I was reminded recently about the 1992 AEA meeting in Seattle, WA. That seems like so long ago. The hot topic of that meeting was whether qualitative data or quantitative data were best. At the time I was a nascent evaluator having been in the field less that 10 years and absorbed debates like this as a dry sponge does water. It was interesting; stimulating; exciting. It felt cutting edge.
Now 20+ years later, I wonder what all the hype was about. Now, there can be rigor in what ever data are collected, regardless of type (numbers or words); language has been developed to look at that rigor. (Rigor can also escape the investigator regardless of the data collected; another post, another day.) Words are important for telling stories (and there is a wealth of information on how story can be rigorous) and numbers are important for counting (and numbers have a long history of use–Thanks Don Campbell). Using both (that is, mixed methods) makes really good sense when conducting an evaluation in community environments, work that I’ve done for most of my career (community-based work).
I was reading another evaluation blog (ACET) and found the following bit of information that I thought I’d share as it is relevant to looking at data. This particular post (July, 2012) was a reflection of the author. (I quote from that blog).
- § Utilizing both quantitative and qualitative data. Many of ACET’s evaluations utilize both quantitative (e.g., numerical survey items) and qualitative (e.g., open-ended survey items or interviews) data to measure outcomes. Using both types of data helps triangulate evaluation findings. I learned that when close-ended survey findings are intertwined with open-ended responses, a clearer picture of program effectiveness occurs. Using both types of data also helps to further explain the findings. For example, if 80% of group A “Strongly agreed” to question 1, their open-ended responses to question 2 may explain why they “Strongly agreed” to question 1.

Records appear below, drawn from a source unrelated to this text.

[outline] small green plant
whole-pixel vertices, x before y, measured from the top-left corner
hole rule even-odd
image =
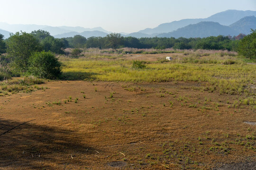
[[[146,65],[145,62],[142,61],[135,60],[133,61],[132,68],[137,69],[143,69],[146,68]]]

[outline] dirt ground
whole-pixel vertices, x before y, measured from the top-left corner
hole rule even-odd
[[[0,169],[254,169],[255,110],[202,85],[52,81],[0,97]]]

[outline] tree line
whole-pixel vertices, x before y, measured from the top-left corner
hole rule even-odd
[[[252,29],[251,34],[240,40],[231,38],[219,35],[203,38],[137,38],[124,37],[119,34],[112,33],[105,37],[86,38],[77,35],[58,39],[46,31],[39,30],[31,33],[17,32],[4,40],[3,36],[0,34],[0,73],[8,66],[14,76],[28,74],[40,77],[56,78],[61,70],[61,63],[55,54],[64,54],[66,48],[76,48],[77,52],[80,52],[79,48],[111,48],[113,50],[122,47],[227,50],[237,51],[250,59],[256,58],[256,30]],[[3,53],[5,54],[1,54]]]

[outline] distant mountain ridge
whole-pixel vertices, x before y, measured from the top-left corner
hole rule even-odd
[[[80,35],[84,37],[88,38],[92,36],[95,37],[104,37],[107,36],[108,33],[99,31],[84,31],[82,33],[78,33],[76,32],[72,32],[67,33],[64,33],[54,36],[55,38],[61,38],[66,37],[73,37],[76,35]]]
[[[197,24],[189,25],[172,32],[158,34],[157,37],[176,38],[181,37],[203,38],[219,35],[234,36],[238,35],[239,33],[239,32],[233,30],[228,26],[222,26],[217,22],[203,21]]]
[[[3,22],[0,22],[0,29],[7,30],[12,33],[16,33],[17,32],[20,32],[20,31],[30,33],[34,30],[41,29],[48,31],[52,35],[56,35],[57,34],[67,33],[71,32],[82,33],[84,31],[99,31],[108,34],[110,33],[101,27],[86,28],[81,26],[51,26],[37,25],[9,24]]]
[[[256,16],[256,11],[228,10],[217,13],[206,18],[182,19],[171,23],[162,24],[155,28],[146,28],[138,32],[149,34],[169,33],[189,25],[197,24],[202,21],[212,21],[218,22],[223,26],[229,26],[245,17],[250,16]]]
[[[154,28],[146,28],[137,32],[121,34],[124,37],[204,37],[210,36],[237,35],[248,34],[251,28],[256,29],[256,11],[228,10],[206,18],[185,19],[164,23]],[[30,33],[42,29],[48,31],[55,38],[61,38],[81,35],[86,38],[104,37],[111,32],[101,27],[85,28],[81,26],[51,26],[37,25],[10,25],[0,22],[0,34],[8,38],[10,32]]]
[[[9,32],[9,31],[0,29],[0,34],[3,35],[4,38],[9,38],[9,37],[10,36],[10,34],[11,33],[11,32]]]
[[[251,28],[256,29],[256,17],[246,17],[231,24],[229,27],[239,33],[249,34],[251,33]]]

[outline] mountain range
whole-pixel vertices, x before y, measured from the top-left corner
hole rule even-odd
[[[154,28],[146,28],[130,34],[121,33],[124,37],[204,37],[209,36],[237,35],[239,33],[248,34],[251,28],[256,29],[256,11],[228,10],[206,18],[185,19],[164,23]],[[0,22],[0,34],[5,38],[10,32],[31,32],[42,29],[49,32],[55,38],[73,37],[80,34],[86,38],[106,36],[111,32],[101,27],[85,28],[80,26],[51,26],[36,25],[10,25]],[[6,30],[6,31],[5,31]]]

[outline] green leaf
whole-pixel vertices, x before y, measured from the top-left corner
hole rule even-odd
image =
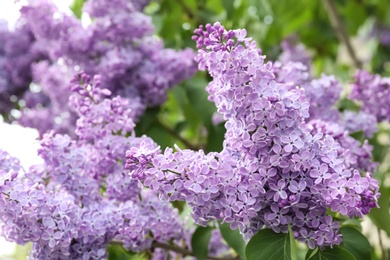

Triangulation was a new (to me at least) concept in 1981 when a whole chapter was devoted to the topic in a volume dedicated to Donald Campbell, titled Scientific Inquiry and the Social Sciences. I have no doubt that this concept was not new; Crano, the author of this chapter titled “Triangulation and Cross-Cultural Research”, has three and one half pages of references listed that support the premise put forth in the chapter. Mainly, that using data from multiple different sources may increase the understanding of the phenomena under investigation. That is what triangulation is all about–looking at a question from multiple points of view; bringing together the words and the numbers and then offering a defensible explanation.
I’m afraid that many beginning evaluators forget that words can support numbers and numbers can support words.